Here and here are links to two articles about the odd resolution of an odd case involving alleged child porn and alleged pictures from home.  The case started when Army investigators allegedly found what they believed was child pornography on an Illinois National Guardsman’s computer in Afghanistan.  As the Army Times noted in January, here, the soldier’s parents quickly came to his defense and alleged that the pictures were “innocent photos of the soldier’s 4-year-old niece that his mother sent . . .”  While investigators and one SJA claimed the pictures were unrelated to the family photos, the OTH in lieu seems odd if there was actual child pornography involved.  The case also involved allegations that the soldier was done in by another soldier with whom he had a disagreement. 

Anyone in the know able to share anything about the result?  AUSAs frequently told me about the MilJus system’s “problem” with child pornography and their desire to see stiffer courts-martial sentences for the offenses, but this seems an odd way to go about that.

9 Responses to “OTH In Lieu In Pictures From Home Child Porn Case”

  1. Atticus says:

    The feds have mandatory minimums and sentencing guidelines; MILJUS does not. Members have no idea what a child porn case is worth. They think it’s just about “dirty pictures,” and they don’t know about the psychiatric data that shows what creation/possession/distribution of CP indicates about the offender.

  2. Anon says:

    Is 5 pictures really worth 5 years? How does “science” actually predict what a young a soldier will or will not do in the future? Most of our cases involve young servicemembers who download the pics from the web when they are surfing or through p2p programs, then delete them. Most are curious. Perhaps it is the MILJUS folks that have it right and the AUSAs who have it wrong. Cases where there is a significant amount of CP or distribution do get significant confinement in CMs.

  3. the roflcopter says:

    Too bad Dr. Government wasn’t on the scene.

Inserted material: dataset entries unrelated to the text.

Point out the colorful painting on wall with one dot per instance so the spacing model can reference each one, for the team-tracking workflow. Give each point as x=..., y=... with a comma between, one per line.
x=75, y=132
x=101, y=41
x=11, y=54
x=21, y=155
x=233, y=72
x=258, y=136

This robot is basically like the Ellis robot and obviously has a 36.349849% risk of recidivism!!!

  4. MMP says:

    Should service members be allowed to smoke a little bit of pot?

  5. Anonymous says:

    When you go to the store to get sugar, you don’t often come back with pot stuck in your bag.

    When you surf for regular porn, you can in fact come out of it with kiddie porn “stuck in your bag.” I think it’s a much fairer conceit to say if you possess drugs, it was probably knowing versus saying if you possess child porn, it was probably knowing minus any other evidence of an interest in child porn.

  6. Abacus says:

    I can shed some light on this one.

    The “niece” photo was not what the case was about. The Soldier’s roommate (who was allowed access to his computer pursuant to an informal agreement between the two) came across images of CP, informed the chain of command, and swore out an affidavit detailing what he’d seen. CID seized the computer. SM was brought in, waived his rights, and confessed. Subsequent forensic analysis revealed several dozen images and videos of CP. The OTH (which I agree is rare in these cases) was likely approved for 2 reasons: (1) the SM had already been extended in Afghanistan for several months beyond his NG unit’s redeployment while OSJA waited for the forensic results to come in, a fact which would likely affect the sentence; and (2) the forensic analysis could not conclusively establish that the images / videos were ever viewed by the SM. So there were potential proof issues. While the standard for corroboration is indeed “slight,” the Gov’t opted not to run the risk of an acquittal, and took the bird in hand.

  7. Anonymous says:

    So he confessed to images that a simple forensic analysis couldn’t even state were ever viewed?

    Sounds like a questionable confession to me.

  8. Atticus says:

    This train left the station long ago. MILJUS is the only jurisdiction not on it. And have you ever ben “curious” to see these images? Have you ever had to actually review them as a TC or DC?

  9. Anon says:

    How about this – how about NCIS stop sending its agents to hostage negotation courses, “contingency operation planning,” and “how to wear my 5-11 pants and look really cool school” and actually go after the MAKERS AND DISTRIBUTORS of CP or those that have a organized collection of CP?